E prossegue: “As pessoas não sabem o que significa a pesquisa. A maior parte das pessoas não está sentindo esse corte, porque não acha que seja uma coisa tão importante assim; nós estamos tentando falar agora, com a crise já estourando, mas nós precisamos falar constantemente, com crise, sem crise, temos que estar mais próximos da população, para popularizar o conhecimento científico”, sentencia a cientista.

A organização criou uma página de arrecadação para o evento e viabilizou impressão de material de divulgação, uma oficina de confecção de cartazes e outros custos diversos. A arrecadação possibilitou uma maior mobilização nas redes e na imprensa, alavancando o alcance e o número de participantes na Marcha, celebrada pelo professor Marcos Buckeridge, professor da USP e presidente da Academia de Ciências do Estado de São Paulo.

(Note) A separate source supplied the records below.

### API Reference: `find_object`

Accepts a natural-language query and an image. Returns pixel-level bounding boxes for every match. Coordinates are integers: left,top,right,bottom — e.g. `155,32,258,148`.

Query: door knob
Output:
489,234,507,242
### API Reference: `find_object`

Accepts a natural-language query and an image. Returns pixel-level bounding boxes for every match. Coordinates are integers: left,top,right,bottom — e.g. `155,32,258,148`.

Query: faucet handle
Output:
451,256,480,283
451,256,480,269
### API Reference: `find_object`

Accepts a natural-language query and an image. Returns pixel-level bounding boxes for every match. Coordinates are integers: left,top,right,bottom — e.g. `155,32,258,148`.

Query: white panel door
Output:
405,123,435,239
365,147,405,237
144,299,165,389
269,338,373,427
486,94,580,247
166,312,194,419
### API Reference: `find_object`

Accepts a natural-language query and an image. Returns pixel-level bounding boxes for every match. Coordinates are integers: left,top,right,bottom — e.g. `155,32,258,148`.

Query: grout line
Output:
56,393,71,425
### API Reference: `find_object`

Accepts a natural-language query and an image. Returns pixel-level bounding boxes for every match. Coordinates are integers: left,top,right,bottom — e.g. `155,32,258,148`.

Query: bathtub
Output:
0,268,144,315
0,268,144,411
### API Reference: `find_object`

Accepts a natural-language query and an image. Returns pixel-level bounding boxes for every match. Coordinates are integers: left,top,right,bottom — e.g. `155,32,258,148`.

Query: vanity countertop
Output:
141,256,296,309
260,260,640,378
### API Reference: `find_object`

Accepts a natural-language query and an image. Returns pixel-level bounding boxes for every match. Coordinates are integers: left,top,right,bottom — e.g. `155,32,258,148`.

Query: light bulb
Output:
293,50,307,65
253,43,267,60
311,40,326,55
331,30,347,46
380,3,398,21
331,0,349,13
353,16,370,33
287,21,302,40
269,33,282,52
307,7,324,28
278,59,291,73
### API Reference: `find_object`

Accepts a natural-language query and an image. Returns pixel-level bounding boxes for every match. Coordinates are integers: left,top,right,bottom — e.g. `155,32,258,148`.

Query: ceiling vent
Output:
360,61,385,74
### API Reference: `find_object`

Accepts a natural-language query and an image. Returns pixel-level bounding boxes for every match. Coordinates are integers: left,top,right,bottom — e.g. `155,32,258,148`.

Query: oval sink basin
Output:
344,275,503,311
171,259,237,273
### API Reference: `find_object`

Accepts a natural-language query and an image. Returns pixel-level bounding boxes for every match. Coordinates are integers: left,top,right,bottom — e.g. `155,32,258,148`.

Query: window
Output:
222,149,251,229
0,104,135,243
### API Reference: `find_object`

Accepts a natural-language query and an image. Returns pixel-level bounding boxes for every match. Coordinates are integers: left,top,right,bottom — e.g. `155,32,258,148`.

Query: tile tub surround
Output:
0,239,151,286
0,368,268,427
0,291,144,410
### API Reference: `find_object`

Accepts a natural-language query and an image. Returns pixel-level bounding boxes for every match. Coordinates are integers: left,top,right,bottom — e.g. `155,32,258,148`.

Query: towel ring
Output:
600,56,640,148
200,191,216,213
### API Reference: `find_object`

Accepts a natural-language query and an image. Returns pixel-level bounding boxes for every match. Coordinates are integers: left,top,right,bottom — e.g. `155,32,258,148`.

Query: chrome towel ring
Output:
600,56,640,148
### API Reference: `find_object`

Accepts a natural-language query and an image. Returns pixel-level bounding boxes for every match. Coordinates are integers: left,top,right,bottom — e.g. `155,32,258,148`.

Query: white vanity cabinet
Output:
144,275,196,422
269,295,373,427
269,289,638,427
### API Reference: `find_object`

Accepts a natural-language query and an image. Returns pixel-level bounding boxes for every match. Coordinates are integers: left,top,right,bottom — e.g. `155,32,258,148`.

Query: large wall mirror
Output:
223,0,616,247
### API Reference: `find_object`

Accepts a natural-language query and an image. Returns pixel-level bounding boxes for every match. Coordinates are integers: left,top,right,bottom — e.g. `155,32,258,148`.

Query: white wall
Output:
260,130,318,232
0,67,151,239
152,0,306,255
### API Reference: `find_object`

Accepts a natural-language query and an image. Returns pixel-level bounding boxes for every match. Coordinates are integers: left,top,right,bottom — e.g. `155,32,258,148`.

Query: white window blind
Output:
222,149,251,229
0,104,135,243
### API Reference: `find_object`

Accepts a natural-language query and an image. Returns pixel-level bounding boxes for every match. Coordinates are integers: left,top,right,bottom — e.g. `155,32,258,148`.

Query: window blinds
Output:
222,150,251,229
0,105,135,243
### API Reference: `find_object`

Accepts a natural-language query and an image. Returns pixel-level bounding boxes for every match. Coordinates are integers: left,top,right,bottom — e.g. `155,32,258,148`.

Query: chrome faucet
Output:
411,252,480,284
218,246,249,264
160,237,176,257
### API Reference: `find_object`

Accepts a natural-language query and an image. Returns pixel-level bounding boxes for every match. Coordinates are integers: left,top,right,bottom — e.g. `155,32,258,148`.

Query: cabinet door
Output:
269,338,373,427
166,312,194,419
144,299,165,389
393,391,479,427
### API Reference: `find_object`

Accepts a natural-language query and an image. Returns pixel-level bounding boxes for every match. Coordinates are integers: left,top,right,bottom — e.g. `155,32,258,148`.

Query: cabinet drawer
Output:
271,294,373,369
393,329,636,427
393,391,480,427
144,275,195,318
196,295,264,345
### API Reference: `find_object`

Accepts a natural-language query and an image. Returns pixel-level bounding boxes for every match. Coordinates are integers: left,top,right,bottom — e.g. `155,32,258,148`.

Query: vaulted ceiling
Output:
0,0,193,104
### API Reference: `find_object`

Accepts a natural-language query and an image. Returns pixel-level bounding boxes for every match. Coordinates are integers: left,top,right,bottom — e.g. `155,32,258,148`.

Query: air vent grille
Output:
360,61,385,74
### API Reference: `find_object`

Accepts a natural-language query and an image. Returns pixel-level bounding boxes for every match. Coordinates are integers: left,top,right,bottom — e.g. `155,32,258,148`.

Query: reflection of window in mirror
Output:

“Acho que a marcha foi um sucesso. Superou nossas expectativas. Nas duas primeiras, houve adesão de 200 e 500 pessoas, respectivamente. Agora, com aproximadamente 2 mil pessoas, podemos nos fazer mais ouvidos e podemos prometer uma atuação ainda mais forte, pensando até na quarta marcha”, comemorou, encerrando e convocando os colegas para a dispersão.